Question

Help!
How can one determine the equilibrium constant?
(Experiment procedure along with calculations are needed).
For this, I chose the reaction between ethanol and ethanoic acid (esterification rxn).

Answer 1

okay, you need to find a way to monitor either the concentration of product or one of the reactants.

I can think of a few ways that are relatively simple.

For both, you'll have to run the reaction several times (repeats)

1. using UV-VIS spectrophotometry if one of the reactants or the product have different absorption spectrum.

You'll have to use the beer-lambert law.

2. Do a titration to measure how much ethanoic acid you have left.

From here you can find how much product formed and the constant.

Answer 2

a problem with 2 is that you might hydrolyze the ester, so you would have to separate them...

Answer 3

I'll still confused. I have a procedure but I'm not quite certain if it'll be effective. Here it is:
1) Burettes are to be set up in the lab containing the following: ethyl ethanoate, ethanoic acid, 3 mol/dm^3, ethanol and distilled water.

2) Before starting, make sure the reagent bottle has a well-fitting stopper. Run the liquids into the reagent bottle from the burettes and stopper immediately to prevent evaporation. Shake well, then allow the bottle to stand at room temperature for a week, to allow the mixture to reach equilibrium.

3) After one week- Titrate the whole of the mixture in the bottle with 1.0 mol/dm^3 NaOH using phenolphthalein as the indicator.

4) In order to find the exact conc. of the HCl catalyst, titrate 5cm^3 of the 3 mol/dm^3 HCl with 1.0 mol/dm^3 NaOH.
5) Finally, weigh 5cm^3 of each of the liquids used to make up your mixture (including the HCl).

As for the calculations, I have no idea how to begin. Every time I research, I keep getting different things that leaves me confused :/

Answer 4

Overall it's good. but there are a few problems to address

"3) After one week- Titrate the whole of the mixture in the bottle with 1.0 mol/dm^3 NaOH using phenolphthalein as the indicator."

If you add NaOH to the solution, you'll hydrolyze some of the ester, leaving you with more acid.

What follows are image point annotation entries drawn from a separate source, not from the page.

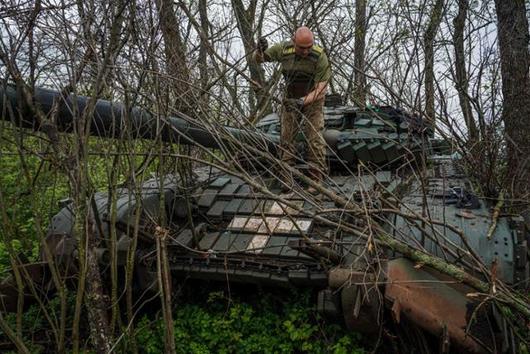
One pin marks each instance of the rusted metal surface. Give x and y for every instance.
(433, 303)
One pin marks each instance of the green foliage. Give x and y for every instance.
(221, 326)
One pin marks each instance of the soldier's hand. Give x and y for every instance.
(262, 45)
(293, 103)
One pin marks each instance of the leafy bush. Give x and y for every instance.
(222, 326)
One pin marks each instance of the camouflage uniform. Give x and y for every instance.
(301, 74)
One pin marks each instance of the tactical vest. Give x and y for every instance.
(299, 72)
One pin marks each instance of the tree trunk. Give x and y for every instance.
(175, 51)
(430, 34)
(461, 78)
(203, 52)
(245, 23)
(359, 90)
(512, 27)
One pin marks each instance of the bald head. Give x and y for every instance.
(303, 41)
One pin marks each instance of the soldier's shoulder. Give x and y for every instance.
(318, 49)
(287, 47)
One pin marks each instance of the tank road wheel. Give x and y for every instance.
(360, 310)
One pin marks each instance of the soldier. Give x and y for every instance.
(306, 72)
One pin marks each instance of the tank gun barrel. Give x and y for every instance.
(115, 120)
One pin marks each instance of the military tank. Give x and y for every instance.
(394, 200)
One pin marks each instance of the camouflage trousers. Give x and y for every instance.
(311, 121)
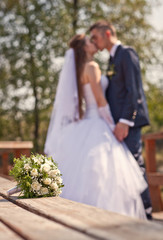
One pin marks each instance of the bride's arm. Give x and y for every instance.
(94, 76)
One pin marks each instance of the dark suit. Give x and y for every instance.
(126, 98)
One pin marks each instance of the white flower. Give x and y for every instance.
(34, 172)
(47, 181)
(59, 191)
(38, 160)
(36, 186)
(59, 180)
(45, 167)
(27, 166)
(54, 186)
(44, 191)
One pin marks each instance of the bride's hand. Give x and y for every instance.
(121, 131)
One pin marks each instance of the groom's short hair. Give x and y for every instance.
(103, 26)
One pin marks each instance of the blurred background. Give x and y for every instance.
(34, 36)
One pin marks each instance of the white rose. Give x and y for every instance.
(34, 172)
(54, 186)
(36, 186)
(53, 173)
(47, 181)
(44, 191)
(45, 167)
(27, 166)
(59, 191)
(35, 159)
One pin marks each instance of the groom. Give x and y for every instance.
(124, 94)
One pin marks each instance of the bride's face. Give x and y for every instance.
(90, 47)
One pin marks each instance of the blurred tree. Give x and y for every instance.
(34, 35)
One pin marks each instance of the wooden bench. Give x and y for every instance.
(62, 219)
(155, 179)
(16, 148)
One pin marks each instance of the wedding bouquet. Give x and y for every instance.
(36, 176)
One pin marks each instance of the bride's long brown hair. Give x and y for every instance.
(77, 43)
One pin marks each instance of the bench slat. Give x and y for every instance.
(7, 234)
(90, 220)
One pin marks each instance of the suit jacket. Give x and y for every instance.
(125, 93)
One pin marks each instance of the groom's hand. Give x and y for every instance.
(121, 131)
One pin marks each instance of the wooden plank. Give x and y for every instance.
(5, 163)
(89, 220)
(30, 226)
(151, 168)
(7, 234)
(16, 144)
(155, 179)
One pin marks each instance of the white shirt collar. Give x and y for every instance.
(114, 48)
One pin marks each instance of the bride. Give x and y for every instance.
(96, 168)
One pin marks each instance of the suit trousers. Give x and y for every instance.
(134, 143)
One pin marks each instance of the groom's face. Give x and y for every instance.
(98, 38)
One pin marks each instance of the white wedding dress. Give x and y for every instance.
(96, 168)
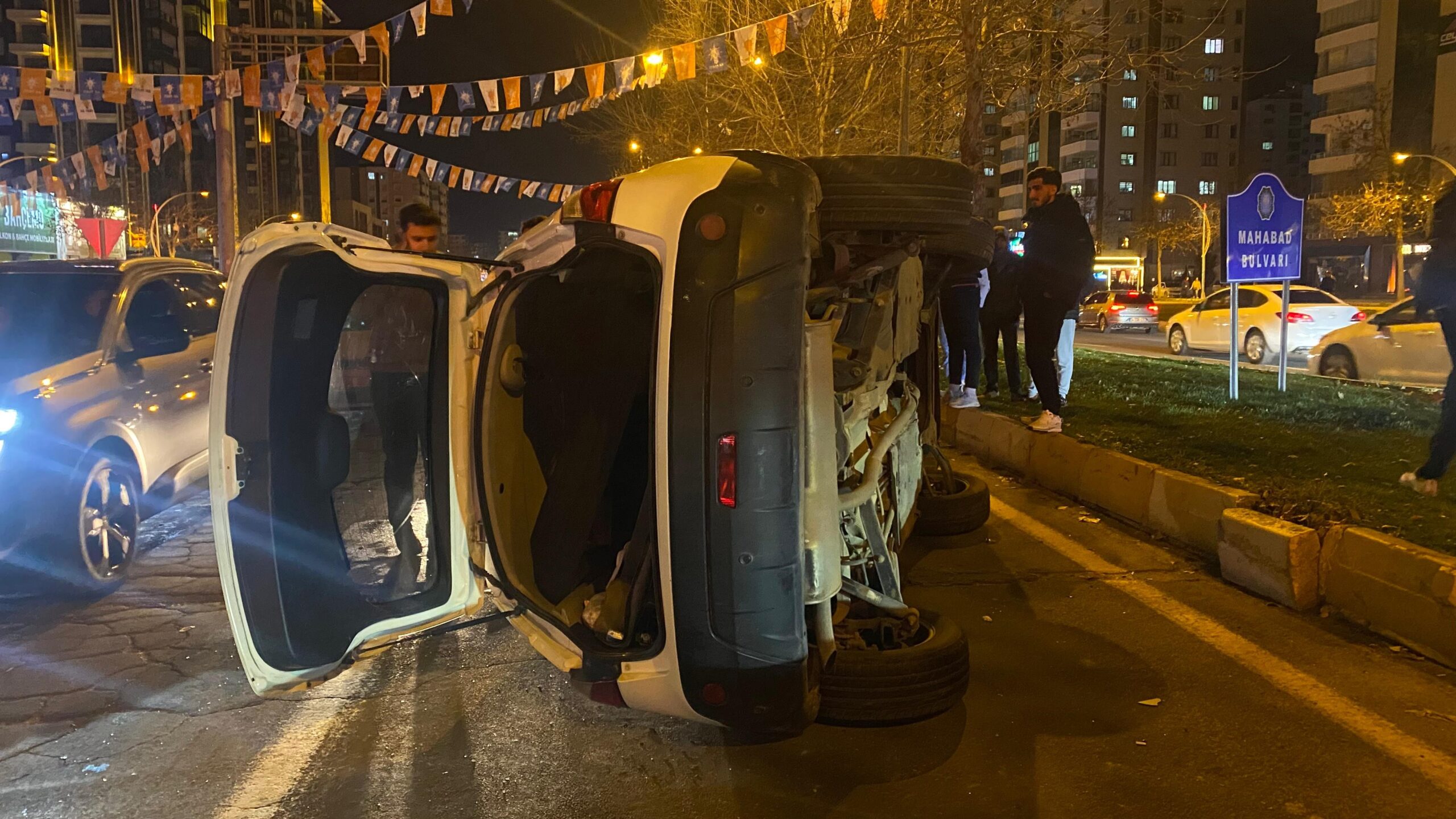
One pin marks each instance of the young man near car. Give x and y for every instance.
(1001, 317)
(1054, 273)
(1436, 292)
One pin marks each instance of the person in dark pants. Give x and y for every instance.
(1001, 317)
(961, 297)
(1054, 270)
(1436, 292)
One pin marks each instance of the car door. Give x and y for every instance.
(341, 518)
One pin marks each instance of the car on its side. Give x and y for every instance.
(1397, 346)
(1311, 315)
(1119, 309)
(105, 371)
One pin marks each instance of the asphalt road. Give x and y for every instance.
(134, 706)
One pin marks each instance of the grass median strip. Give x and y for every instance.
(1324, 452)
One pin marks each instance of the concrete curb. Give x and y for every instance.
(1394, 588)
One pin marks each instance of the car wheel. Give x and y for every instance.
(108, 514)
(912, 195)
(1338, 363)
(1178, 341)
(1254, 348)
(966, 509)
(899, 685)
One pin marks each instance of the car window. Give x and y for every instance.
(201, 302)
(47, 318)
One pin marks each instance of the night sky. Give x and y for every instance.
(507, 38)
(523, 37)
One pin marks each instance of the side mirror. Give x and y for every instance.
(158, 336)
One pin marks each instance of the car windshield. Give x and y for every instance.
(47, 318)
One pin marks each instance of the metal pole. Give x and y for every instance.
(1234, 340)
(1283, 344)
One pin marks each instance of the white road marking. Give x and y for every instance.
(1369, 726)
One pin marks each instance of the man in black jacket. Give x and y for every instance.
(1054, 270)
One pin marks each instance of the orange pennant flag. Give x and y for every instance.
(315, 57)
(372, 97)
(44, 111)
(193, 92)
(253, 94)
(114, 89)
(685, 60)
(380, 34)
(596, 75)
(778, 31)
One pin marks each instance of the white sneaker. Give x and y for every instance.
(1047, 423)
(966, 401)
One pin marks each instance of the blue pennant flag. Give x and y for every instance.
(89, 85)
(169, 89)
(311, 121)
(465, 95)
(715, 55)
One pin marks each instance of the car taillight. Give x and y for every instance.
(729, 471)
(592, 203)
(1296, 318)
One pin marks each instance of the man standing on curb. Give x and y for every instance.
(1054, 270)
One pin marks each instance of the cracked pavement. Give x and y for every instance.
(136, 706)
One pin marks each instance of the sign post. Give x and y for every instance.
(1265, 228)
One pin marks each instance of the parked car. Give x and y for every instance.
(1261, 308)
(105, 369)
(1119, 309)
(677, 442)
(1394, 346)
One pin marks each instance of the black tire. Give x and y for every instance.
(901, 685)
(911, 195)
(107, 507)
(974, 245)
(1338, 363)
(957, 514)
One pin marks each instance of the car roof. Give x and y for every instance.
(140, 264)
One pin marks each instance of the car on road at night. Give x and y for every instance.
(104, 390)
(1397, 346)
(1311, 315)
(677, 436)
(1119, 309)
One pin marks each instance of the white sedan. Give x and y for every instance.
(1395, 346)
(1311, 315)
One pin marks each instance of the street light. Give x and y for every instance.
(1207, 234)
(156, 218)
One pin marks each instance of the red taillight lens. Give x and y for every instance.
(1298, 318)
(596, 201)
(729, 471)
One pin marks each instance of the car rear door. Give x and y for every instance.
(338, 518)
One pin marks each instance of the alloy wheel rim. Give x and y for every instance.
(108, 524)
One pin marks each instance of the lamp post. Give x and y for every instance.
(156, 218)
(1207, 234)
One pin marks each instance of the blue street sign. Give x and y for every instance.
(1265, 228)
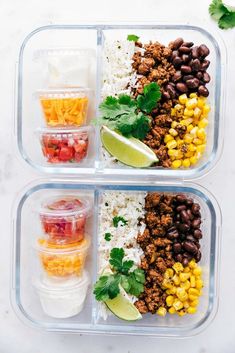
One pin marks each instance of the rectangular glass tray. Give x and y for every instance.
(26, 228)
(28, 116)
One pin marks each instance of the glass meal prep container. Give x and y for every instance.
(27, 298)
(93, 37)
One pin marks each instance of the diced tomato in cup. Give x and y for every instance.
(63, 220)
(63, 146)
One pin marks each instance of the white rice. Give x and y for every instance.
(130, 206)
(117, 63)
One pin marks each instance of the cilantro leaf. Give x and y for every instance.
(132, 38)
(107, 287)
(118, 219)
(148, 100)
(136, 288)
(217, 9)
(116, 257)
(227, 21)
(107, 236)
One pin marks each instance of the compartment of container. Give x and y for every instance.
(118, 215)
(199, 157)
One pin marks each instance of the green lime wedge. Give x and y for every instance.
(123, 308)
(130, 151)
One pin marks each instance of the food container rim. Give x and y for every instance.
(63, 130)
(83, 209)
(65, 250)
(42, 286)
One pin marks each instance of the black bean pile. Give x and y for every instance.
(191, 65)
(185, 233)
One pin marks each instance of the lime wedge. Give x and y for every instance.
(123, 308)
(130, 151)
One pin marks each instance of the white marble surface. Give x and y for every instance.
(17, 18)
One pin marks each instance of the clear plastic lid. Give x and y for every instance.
(65, 206)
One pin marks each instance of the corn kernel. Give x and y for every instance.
(176, 164)
(191, 310)
(169, 300)
(178, 305)
(201, 148)
(197, 142)
(197, 113)
(181, 313)
(186, 304)
(181, 294)
(169, 273)
(193, 291)
(192, 281)
(183, 98)
(178, 267)
(176, 280)
(190, 127)
(174, 124)
(201, 134)
(199, 284)
(191, 147)
(188, 112)
(206, 109)
(186, 163)
(171, 144)
(197, 271)
(173, 132)
(194, 302)
(185, 285)
(192, 264)
(168, 138)
(172, 310)
(201, 102)
(184, 276)
(193, 160)
(191, 103)
(161, 311)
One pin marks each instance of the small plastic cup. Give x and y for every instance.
(62, 299)
(66, 67)
(63, 219)
(63, 260)
(65, 106)
(65, 146)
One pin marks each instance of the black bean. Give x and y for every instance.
(194, 52)
(203, 91)
(177, 248)
(206, 77)
(198, 256)
(197, 234)
(177, 43)
(180, 208)
(196, 65)
(190, 247)
(184, 50)
(177, 61)
(193, 83)
(181, 198)
(195, 208)
(179, 257)
(205, 64)
(182, 87)
(185, 58)
(196, 223)
(203, 50)
(186, 69)
(184, 216)
(185, 262)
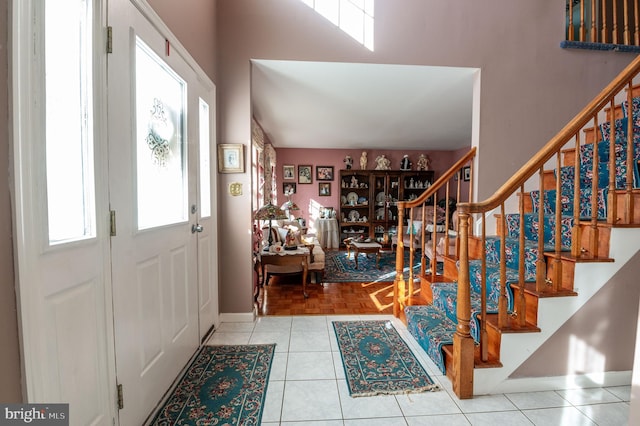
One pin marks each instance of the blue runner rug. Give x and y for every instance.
(340, 269)
(377, 361)
(224, 385)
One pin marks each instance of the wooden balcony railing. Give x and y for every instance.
(615, 22)
(564, 149)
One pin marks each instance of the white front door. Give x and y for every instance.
(62, 232)
(153, 154)
(207, 206)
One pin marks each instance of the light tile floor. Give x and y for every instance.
(307, 386)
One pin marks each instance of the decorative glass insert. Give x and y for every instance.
(205, 160)
(354, 17)
(71, 212)
(161, 163)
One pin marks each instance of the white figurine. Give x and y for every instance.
(363, 160)
(382, 163)
(405, 163)
(423, 162)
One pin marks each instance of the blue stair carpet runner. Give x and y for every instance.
(433, 326)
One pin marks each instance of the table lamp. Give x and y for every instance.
(288, 207)
(269, 212)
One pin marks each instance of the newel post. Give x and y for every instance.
(463, 346)
(398, 283)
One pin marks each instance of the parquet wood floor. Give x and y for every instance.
(283, 296)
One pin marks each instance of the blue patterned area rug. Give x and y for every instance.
(339, 268)
(224, 385)
(377, 361)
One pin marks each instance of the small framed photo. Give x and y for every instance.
(324, 189)
(288, 188)
(289, 172)
(324, 172)
(231, 158)
(304, 174)
(466, 173)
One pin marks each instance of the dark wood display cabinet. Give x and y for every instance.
(368, 201)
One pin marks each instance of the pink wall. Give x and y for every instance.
(10, 390)
(307, 194)
(519, 75)
(182, 18)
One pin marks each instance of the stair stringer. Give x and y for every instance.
(553, 312)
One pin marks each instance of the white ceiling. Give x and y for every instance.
(348, 105)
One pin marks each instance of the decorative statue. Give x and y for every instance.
(382, 163)
(363, 160)
(423, 162)
(405, 163)
(348, 162)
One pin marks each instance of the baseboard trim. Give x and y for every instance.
(575, 381)
(238, 317)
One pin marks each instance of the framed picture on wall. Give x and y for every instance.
(289, 172)
(304, 174)
(324, 172)
(231, 158)
(288, 188)
(466, 173)
(324, 189)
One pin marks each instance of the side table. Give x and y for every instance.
(363, 248)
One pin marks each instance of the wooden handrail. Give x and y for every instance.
(605, 24)
(548, 278)
(402, 294)
(556, 143)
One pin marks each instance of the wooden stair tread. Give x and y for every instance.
(492, 362)
(583, 258)
(513, 326)
(530, 288)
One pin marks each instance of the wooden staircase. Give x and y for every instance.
(540, 305)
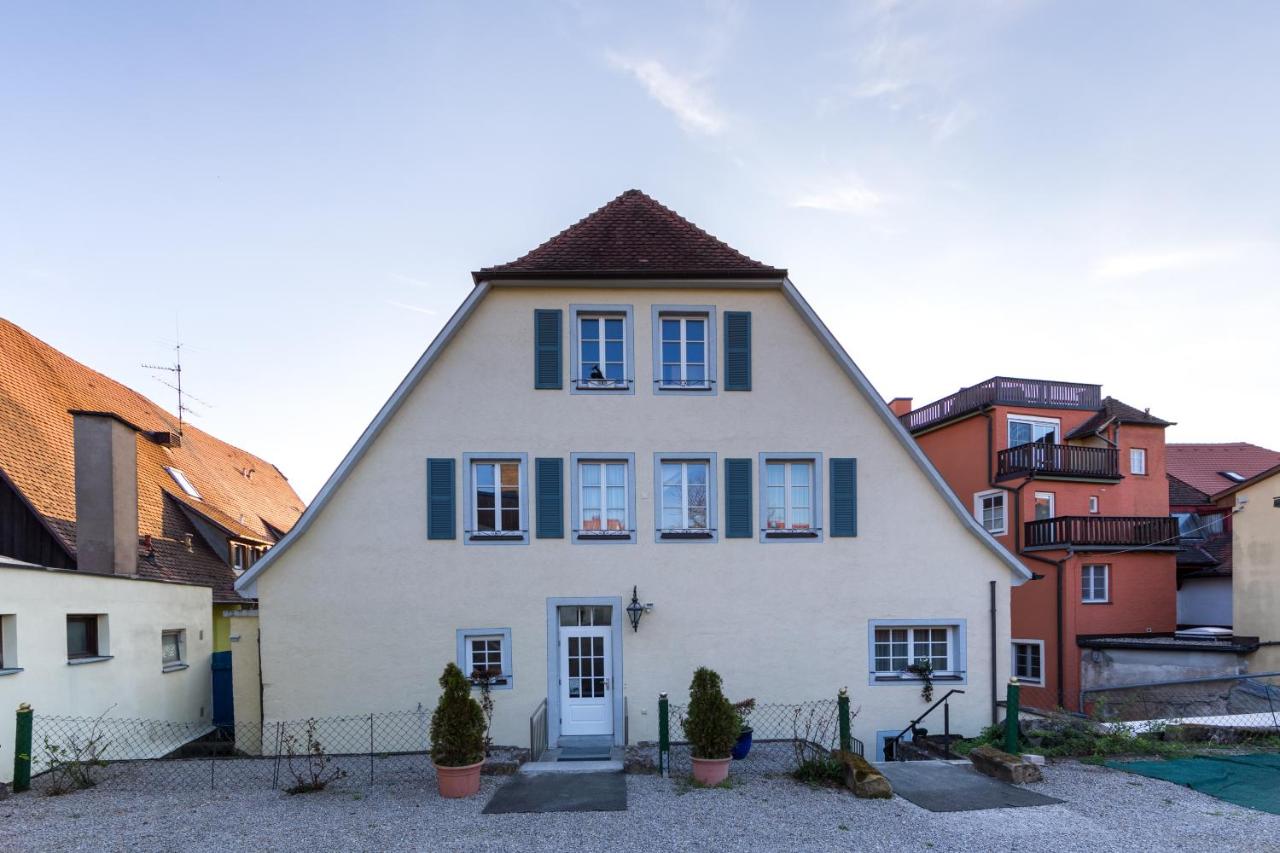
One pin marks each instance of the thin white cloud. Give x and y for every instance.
(1143, 263)
(414, 308)
(846, 195)
(682, 96)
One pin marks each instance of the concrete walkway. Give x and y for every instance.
(945, 787)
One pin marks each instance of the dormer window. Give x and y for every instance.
(183, 483)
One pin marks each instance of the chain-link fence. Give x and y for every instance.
(341, 752)
(782, 738)
(1220, 710)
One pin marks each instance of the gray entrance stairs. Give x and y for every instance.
(955, 787)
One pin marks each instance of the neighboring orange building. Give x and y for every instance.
(1074, 486)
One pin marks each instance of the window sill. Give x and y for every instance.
(686, 534)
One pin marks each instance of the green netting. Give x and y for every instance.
(1244, 780)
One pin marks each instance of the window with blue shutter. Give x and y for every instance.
(440, 498)
(549, 475)
(737, 498)
(844, 497)
(548, 364)
(737, 350)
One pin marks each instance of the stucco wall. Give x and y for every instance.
(360, 612)
(1256, 569)
(129, 685)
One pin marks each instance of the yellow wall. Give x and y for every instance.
(1256, 569)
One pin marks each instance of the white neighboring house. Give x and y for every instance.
(71, 639)
(634, 406)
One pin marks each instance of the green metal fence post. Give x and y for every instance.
(22, 749)
(846, 737)
(1011, 717)
(663, 738)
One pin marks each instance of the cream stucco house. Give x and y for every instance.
(634, 406)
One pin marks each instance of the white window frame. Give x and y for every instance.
(979, 510)
(910, 651)
(1040, 656)
(685, 534)
(1052, 503)
(580, 386)
(1106, 583)
(179, 634)
(471, 505)
(465, 635)
(1033, 420)
(684, 313)
(789, 533)
(183, 483)
(581, 536)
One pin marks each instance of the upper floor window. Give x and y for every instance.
(496, 497)
(1024, 429)
(183, 483)
(684, 349)
(988, 507)
(603, 498)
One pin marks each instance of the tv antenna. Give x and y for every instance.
(176, 369)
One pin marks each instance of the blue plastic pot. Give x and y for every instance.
(743, 746)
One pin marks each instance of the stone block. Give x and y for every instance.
(1004, 766)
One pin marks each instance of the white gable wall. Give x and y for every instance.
(360, 612)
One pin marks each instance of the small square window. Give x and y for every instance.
(1096, 584)
(485, 651)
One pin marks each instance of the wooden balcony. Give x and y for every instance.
(1037, 393)
(1059, 461)
(1102, 533)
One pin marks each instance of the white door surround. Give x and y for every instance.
(584, 669)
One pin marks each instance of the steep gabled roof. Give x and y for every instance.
(1115, 411)
(39, 389)
(1202, 465)
(632, 237)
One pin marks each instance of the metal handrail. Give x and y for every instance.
(912, 725)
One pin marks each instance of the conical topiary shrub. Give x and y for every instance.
(711, 724)
(457, 724)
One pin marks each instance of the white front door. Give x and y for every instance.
(586, 683)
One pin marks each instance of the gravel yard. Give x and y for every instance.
(1104, 810)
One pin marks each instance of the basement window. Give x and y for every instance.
(181, 479)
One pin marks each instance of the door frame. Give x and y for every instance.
(553, 710)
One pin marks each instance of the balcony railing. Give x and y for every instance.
(1059, 460)
(1038, 393)
(1104, 532)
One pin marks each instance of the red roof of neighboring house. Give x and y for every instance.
(1201, 465)
(241, 493)
(632, 237)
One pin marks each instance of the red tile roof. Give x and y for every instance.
(39, 388)
(632, 237)
(1201, 465)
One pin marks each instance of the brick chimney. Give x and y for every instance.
(106, 495)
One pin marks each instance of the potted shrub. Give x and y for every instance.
(744, 719)
(712, 726)
(457, 735)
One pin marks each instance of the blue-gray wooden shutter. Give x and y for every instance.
(549, 475)
(548, 363)
(440, 500)
(737, 350)
(844, 497)
(737, 498)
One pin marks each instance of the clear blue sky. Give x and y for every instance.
(1082, 191)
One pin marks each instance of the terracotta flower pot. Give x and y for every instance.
(711, 771)
(458, 781)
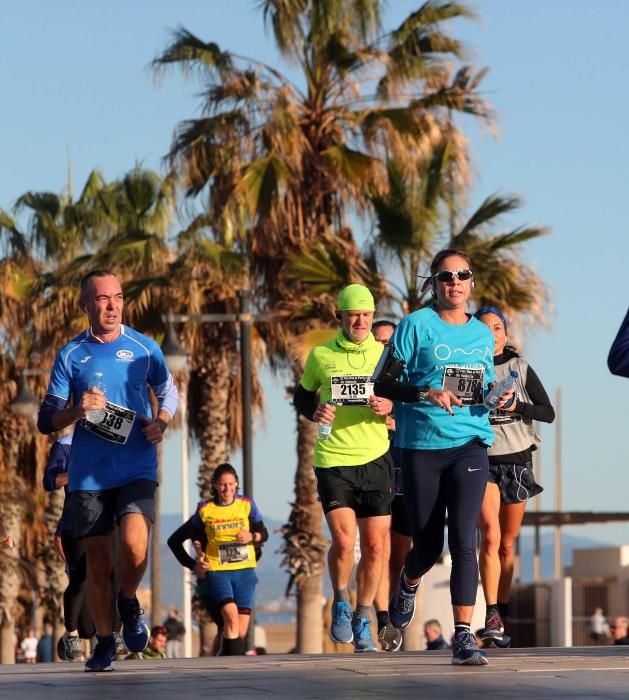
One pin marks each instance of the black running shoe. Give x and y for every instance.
(465, 651)
(494, 628)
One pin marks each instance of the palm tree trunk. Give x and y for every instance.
(305, 545)
(11, 512)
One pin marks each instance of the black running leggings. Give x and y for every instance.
(434, 481)
(76, 612)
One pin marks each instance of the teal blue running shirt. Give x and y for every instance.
(107, 456)
(442, 355)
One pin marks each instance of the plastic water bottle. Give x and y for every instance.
(96, 415)
(323, 429)
(500, 388)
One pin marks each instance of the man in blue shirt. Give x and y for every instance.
(113, 461)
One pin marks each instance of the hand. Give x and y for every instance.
(92, 400)
(443, 398)
(324, 414)
(380, 406)
(153, 429)
(505, 398)
(203, 566)
(245, 536)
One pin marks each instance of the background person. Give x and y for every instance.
(511, 481)
(395, 546)
(233, 528)
(353, 466)
(156, 648)
(434, 636)
(113, 461)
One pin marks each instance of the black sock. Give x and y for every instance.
(341, 596)
(383, 619)
(409, 587)
(361, 611)
(233, 647)
(461, 627)
(492, 610)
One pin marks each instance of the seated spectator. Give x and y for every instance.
(156, 648)
(434, 638)
(620, 630)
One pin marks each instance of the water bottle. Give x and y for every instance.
(96, 415)
(323, 429)
(500, 388)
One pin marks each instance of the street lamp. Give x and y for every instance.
(25, 404)
(177, 360)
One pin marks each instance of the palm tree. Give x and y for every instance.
(283, 164)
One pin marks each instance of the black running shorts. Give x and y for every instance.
(515, 481)
(367, 488)
(94, 513)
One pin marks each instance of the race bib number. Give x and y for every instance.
(466, 383)
(233, 553)
(351, 390)
(115, 425)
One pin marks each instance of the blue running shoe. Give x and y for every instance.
(135, 633)
(341, 628)
(465, 651)
(103, 655)
(402, 605)
(363, 641)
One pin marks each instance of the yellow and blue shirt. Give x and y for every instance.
(221, 524)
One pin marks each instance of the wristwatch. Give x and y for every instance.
(421, 392)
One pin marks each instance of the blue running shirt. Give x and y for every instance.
(128, 364)
(442, 355)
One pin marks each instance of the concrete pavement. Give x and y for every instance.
(588, 672)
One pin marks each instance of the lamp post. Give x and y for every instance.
(177, 359)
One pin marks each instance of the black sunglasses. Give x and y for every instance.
(449, 275)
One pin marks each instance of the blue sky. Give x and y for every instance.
(75, 84)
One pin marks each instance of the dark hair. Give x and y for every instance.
(383, 322)
(224, 468)
(90, 275)
(439, 258)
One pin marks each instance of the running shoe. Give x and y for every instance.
(402, 605)
(103, 656)
(69, 648)
(390, 638)
(465, 651)
(494, 628)
(121, 649)
(341, 627)
(363, 641)
(135, 633)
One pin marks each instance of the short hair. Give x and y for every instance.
(224, 468)
(435, 624)
(90, 275)
(383, 322)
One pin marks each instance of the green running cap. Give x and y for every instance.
(356, 297)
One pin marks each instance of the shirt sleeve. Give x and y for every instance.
(311, 381)
(161, 381)
(618, 359)
(57, 464)
(540, 407)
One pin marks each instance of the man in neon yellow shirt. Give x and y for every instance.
(353, 467)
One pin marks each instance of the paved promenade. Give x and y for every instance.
(600, 672)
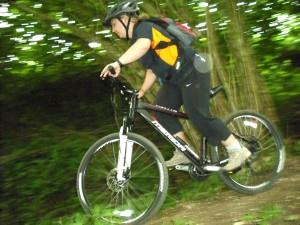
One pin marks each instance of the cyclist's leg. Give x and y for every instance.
(169, 96)
(197, 108)
(212, 128)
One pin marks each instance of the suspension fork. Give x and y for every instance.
(125, 153)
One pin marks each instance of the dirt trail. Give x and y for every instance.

This will make the concentration of acid appear larger.

"4) In order to find the exact conc. of the HCl catalyst, titrate 5cm^3 of the 3 mol/dm^3 HCl with 1.0 mol/dm^3 NaOH."

You already know the amount of catalyst (you added it in the beginning); it's concentration does not change, but you do have to take this into account when titrating.

The calculations are easy. you could find the molarity of a sample from the titration with:

\(M_{acid}V_{acid}=M_{base}V_{base}\)

then subtract it from the initial amount (that you added). Then you'd also know the concentrations of the ester and the alcohol.

You could then just plug these into the equilibrium expresion.

Answer 5

Can I have an example, please? If I have an example, I'll understand it completely.

Answer 6

An example of what exactly?

Answer 7

The calculation.

Answer 8

Also, during titration, when a slight purple colour is seen , do I stopper immediately and measure the volume? Is that the equilibrium point?

Answer 9

oh okay, sure.

Lets say you titrate the acid with NaOH (note that acid is monoprotic).

You end up using 15 mL of 0.1 M NaOH on 20 mL of a sample of the solution (remember that you need to separate the acid from the ester because you'll have some hydrolysis).

The concentration of the acid is: \(0.1M*0.015~L=M_{acid}*0.02~L\rightarrow M_{acid}=0.075~M\)

Now let's say you initially put (any volume) of 0.1 M ethanoic acid - and 0.1 M ethanol.

Using an ICE table we can find their values at equilibrium
acid alcohol ester
I 0.1 M 0.1 M 0
C -x -x +x (this is apparent from the balanced equation)
E 0.1 -x 0.1-x x

we know that at equilibrium, the acid concentration is 0.075 M

so 0.075 M = 0.1 -x; x=0.025 M

so we plug everything into the equation:

\(K=\dfrac{[ester]}{[acid]*[alcohol]}=\dfrac{0.025~M}{0.075~M*0.075~M}=4.44\)

Answer 10

Also, during titration, when a slight purple colour is seen , do I stopper immediately and measure the volume? Is that the equilibrium point?


that would be the equivalence point, where you have added the same amount of base as there was of acid.

Answer 11

I see.

I understand it completely now. My questions have been answered and for that, thank you so much. Also, how do I tabulate my results? That's actually the last thing I need in order to complete this planning and designing lab.

Answer 12

So the results are the equilibrium constants. Since you'll repeat this a number of times, you'll have to take an average (add the K's up and divide the by the number of trials); you could take this a step further and calculate the standard deviation.

Answer 13

Got it. okay, I'll do it since my teacher loves calculating the standard deviation for test scores.

A massive thank you for helping me!

One more thing, do I have to find the number of moles for anything?

Answer 14

no problem at all!

not directly, it's hidden in \(M_1V_1=M_2V_2\);

its a shortcut you can use because the coefficients in the balanced reaction are 1 for both.

You could do this "the long way", but it works out the same.

Answer 15

Got it. Thanks again!